1. Download LM Studio from [lmstudio.ai](https://lmstudio.ai)
2. Search and download a model (e.g., "Llama 3.1 70B")
3. Go to the "Local Server" tab
4. Enable "Anthropic API Compatibility Mode"
5. Click "Start Server" (default port: 1234)
Configure Claude Code:
```bash
export ANTHROPIC_BASE_URL=http://localhost:1234/v1
export ANTHROPIC_API_KEY=lm-studio
claude-code
```
### Option 3: llama.cpp (Most Control)
For maximum performance tuning, llama.cpp gives you low-level control over quantization, batch sizes, and hardware acceleration.
```bash
# Clone and build llama.cpp
git clone https://github.com/ggerganov/llama.cpp
cd llama.cpp
make
# Download a GGUF model
wget https://huggingface.co/.../model.gguf
# Start server with Anthropic compatibility
./server -m model.gguf --port 8080 --ctx-size 32768 --anthropic
```
Configure Claude Code:
```bash
export ANTHROPIC_BASE_URL=http://localhost:8080/v1
export ANTHROPIC_API_KEY=llama-cpp
claude-code
```
### Option 4: vLLM (Production-Grade Serving)
vLLM is optimized for high-throughput model serving with advanced features like continuous batching and PagedAttention.
```bash
# Install vLLM
pip install vllm
# Serve a model with Anthropic API
vllm serve meta-llama/Llama-3.1-70B-Instruct \
--api-key vllm-key \
--max-model-len 32768 \
--enable-anthropic-api
```
Configure Claude Code:
```bash
export ANTHROPIC_BASE_URL=http://localhost:8000/v1
export ANTHROPIC_API_KEY=vllm-key
claude-code
```
## Performance Considerations and Trade-offs
### Hardware Requirements
Running capable models locally is resource-intensive:
- **70B parameter models**: 40GB+ VRAM (requires A100, H100, or multiple consumer GPUs)
- **32B parameter models**: 20GB+ VRAM (RTX 4090, A6000)
- **7-13B parameter models**: 8-16GB VRAM (RTX 3080, 4070 Ti)

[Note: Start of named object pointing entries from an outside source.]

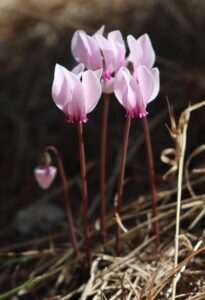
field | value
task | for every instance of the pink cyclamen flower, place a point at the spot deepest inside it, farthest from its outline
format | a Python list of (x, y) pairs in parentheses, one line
[(141, 51), (97, 52), (135, 92), (76, 93), (45, 174)]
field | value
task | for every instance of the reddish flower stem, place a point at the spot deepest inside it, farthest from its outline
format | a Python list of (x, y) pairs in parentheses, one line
[(103, 168), (120, 182), (84, 192), (152, 181), (70, 223)]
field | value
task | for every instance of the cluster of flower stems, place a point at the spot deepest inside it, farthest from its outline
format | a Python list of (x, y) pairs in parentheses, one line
[(102, 185)]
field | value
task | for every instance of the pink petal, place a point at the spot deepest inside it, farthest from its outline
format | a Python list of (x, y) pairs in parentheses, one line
[(76, 107), (108, 85), (109, 52), (155, 74), (149, 57), (62, 87), (126, 91), (115, 37), (146, 82), (45, 175), (85, 50), (98, 73), (136, 53), (78, 70), (139, 105), (100, 31), (91, 89), (121, 87)]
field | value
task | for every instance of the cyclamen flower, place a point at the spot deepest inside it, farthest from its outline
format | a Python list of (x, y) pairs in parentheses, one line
[(97, 52), (135, 92), (76, 93), (45, 174), (141, 51)]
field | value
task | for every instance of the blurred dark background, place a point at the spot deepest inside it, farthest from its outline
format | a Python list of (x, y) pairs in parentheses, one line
[(34, 36)]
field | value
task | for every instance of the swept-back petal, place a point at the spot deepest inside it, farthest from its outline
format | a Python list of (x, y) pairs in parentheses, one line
[(100, 31), (136, 53), (155, 74), (76, 107), (78, 70), (108, 85), (121, 86), (62, 87), (148, 57), (86, 50), (108, 50), (98, 73), (92, 90), (146, 82), (116, 37)]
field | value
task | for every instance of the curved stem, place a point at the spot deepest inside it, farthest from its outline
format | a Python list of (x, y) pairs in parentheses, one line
[(84, 192), (120, 181), (152, 181), (103, 168), (70, 223)]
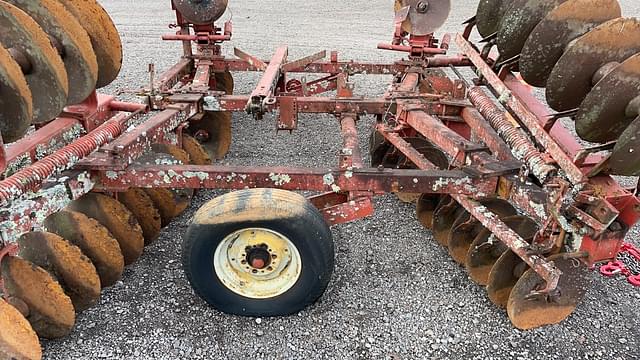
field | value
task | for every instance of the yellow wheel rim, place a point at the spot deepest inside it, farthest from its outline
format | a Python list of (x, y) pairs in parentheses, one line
[(257, 263)]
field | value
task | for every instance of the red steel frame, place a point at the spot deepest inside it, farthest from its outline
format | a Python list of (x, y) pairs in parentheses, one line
[(596, 208)]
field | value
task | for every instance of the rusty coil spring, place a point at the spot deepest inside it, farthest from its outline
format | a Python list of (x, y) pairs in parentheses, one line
[(521, 146), (31, 177)]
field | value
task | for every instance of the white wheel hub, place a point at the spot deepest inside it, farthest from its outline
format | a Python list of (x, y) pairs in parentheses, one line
[(257, 263)]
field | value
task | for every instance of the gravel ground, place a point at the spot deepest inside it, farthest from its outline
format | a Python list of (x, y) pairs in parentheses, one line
[(395, 293)]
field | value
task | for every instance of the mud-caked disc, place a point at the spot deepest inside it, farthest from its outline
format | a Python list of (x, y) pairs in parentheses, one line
[(51, 312), (528, 311), (76, 51), (201, 12), (486, 249), (424, 17), (602, 116), (552, 35), (144, 210), (16, 102), (117, 218), (95, 241), (104, 36), (444, 217), (197, 153), (518, 22), (66, 262), (625, 158), (17, 339), (46, 75), (503, 277), (572, 77), (467, 228)]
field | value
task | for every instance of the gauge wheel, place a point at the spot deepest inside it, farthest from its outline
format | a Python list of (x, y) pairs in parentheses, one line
[(259, 252)]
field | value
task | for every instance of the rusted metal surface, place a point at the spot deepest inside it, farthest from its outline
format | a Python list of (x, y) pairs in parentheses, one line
[(511, 101), (521, 146)]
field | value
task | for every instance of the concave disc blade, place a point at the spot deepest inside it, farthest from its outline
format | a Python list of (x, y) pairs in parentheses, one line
[(51, 312), (625, 158), (74, 271), (503, 277), (487, 249), (214, 133), (443, 218), (115, 217), (93, 239), (489, 14), (465, 232), (602, 115), (104, 36), (47, 77), (144, 210), (572, 77), (16, 102), (565, 23), (424, 22), (77, 53), (17, 338), (528, 312), (201, 12), (197, 153), (518, 22)]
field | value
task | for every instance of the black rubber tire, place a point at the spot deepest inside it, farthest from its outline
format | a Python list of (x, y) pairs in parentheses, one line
[(282, 211)]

Quantization helps: a Q4 quantized 70B model can run on ~40GB VRAM instead of 140GB.
### Speed vs. Quality
Local models are slower than Anthropic's API:
- **Cloud Claude Sonnet**: ~50-100 tokens/second
- **Local 70B (well-equipped GPU)**: ~10-30 tokens/second
- **Local 32B**: ~20-50 tokens/second
Smaller models respond faster but produce lower-quality code. The sweet spot for most developers is a well-quantized 32B-70B parameter model.
### When to Use Local LLMs
**Use local when you need:**
- Complete privacy (proprietary code, regulated industries)
- Offline functionality (air-gapped environments, travel)
- Cost control (heavy usage, experimentation)
- Custom fine-tuned models
**Stick with cloud when you need:**
- Maximum code quality (Anthropic's models are still state-of-the-art)
- Faster responses (cloud infrastructure wins on speed)
- No hardware investment (API is pay-as-you-go)
## The Takeaway
The `ANTHROPIC_BASE_URL` trick democratizes AI coding assistants. You're no longer locked into cloud providers—you can run Claude Code entirely on your terms, with your hardware, using open-source models.
Start with Ollama for simplicity, graduate to llama.cpp for performance tuning, or deploy vLLM for production serving. Just make sure your model has at least 32K context, and you'll have a capable local coding assistant.
The era of truly private, offline AI development tools has arrived. Time to put that GPU to work.